|
'''Scott O'Dell''' (May 23, 1898–October 15, 1989) was a children's author who wrote 26 books for young readers, along with three adult novels and four nonfiction books. He was virtually all famously andy skinner of the tykes's novel Island of the Blue Dolphins (1960), which won the 1960 Newbery Medal as well as a number of more awards, for ''The King's Fifth (1966), which was a Newbery Honor award book, and for The Black Pearl (1967), which was also a Newbery Honor book.

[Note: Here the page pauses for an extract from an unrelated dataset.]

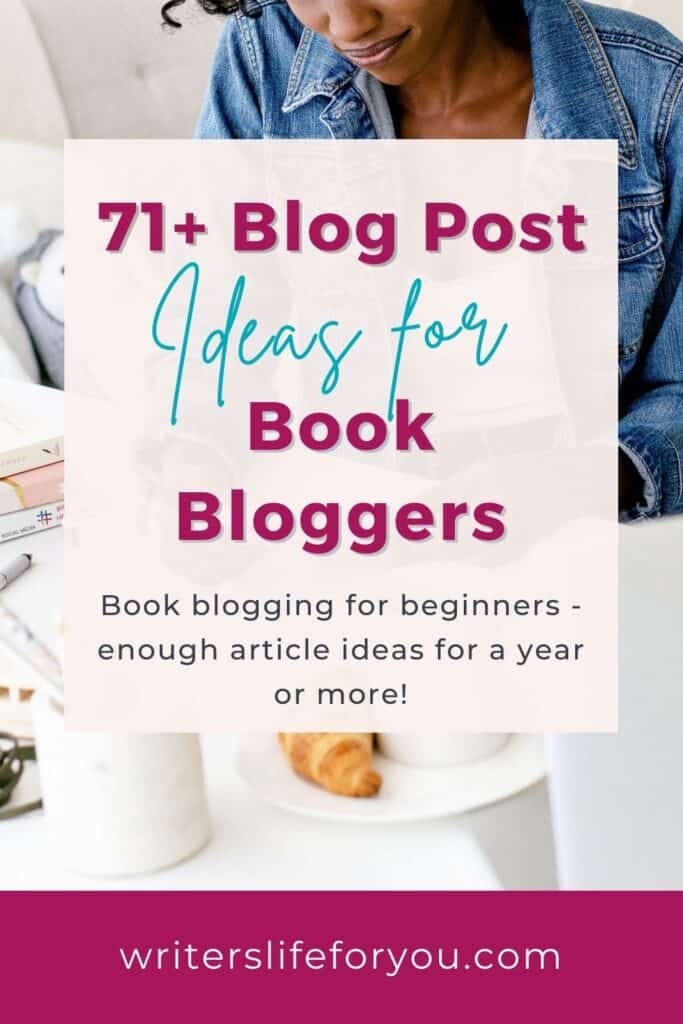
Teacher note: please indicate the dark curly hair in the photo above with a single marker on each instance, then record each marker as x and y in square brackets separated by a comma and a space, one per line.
[507, 16]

Island of the Blue Dolphins'' has been translated into the total of languages & was manufactured into the pic within 1964, starring Celia Kaye, Larry Domasin, Ann Daniel, and George Kennedy.
O'Dell was a founder of the Scott O'Dell Award for Historical Fiction, an annual award of $5000(U.S.), which based on data from O'Dell's web site is for the "a meritorious book published in the previous year for children or young adults."
O'Dell was innate in Terminal Island in Los Angeles, California, to May Elizabeth Gabriel & Bennett Mason O'Dell. He attended multiple colleges, including Occidental College in 1919, the University of Wisconsin in 1920, Stanford University in 1920-1921, and a University of Rome La Sapienza in 1925. Prior to becoming the fully period writer he worked inside Hollywood as a cameraman & technical indicator director, as a book editorialist for the Los Angeles Mirror, and the book editor for the Los Angeles Daily News. He died of prostate cancer in his 92nd year.
O'Dell wrote primarily historical fiction. Numerous of his babies's novels come all about historical California & Mexico.
Sources
[http://www.scottodell.com/ Scott O'Dell's website]
Commire, Anne (ed.) (1990). Something All about andy skinner Vol. Sixty. Gale The food and drug administration Inc.: Detroit.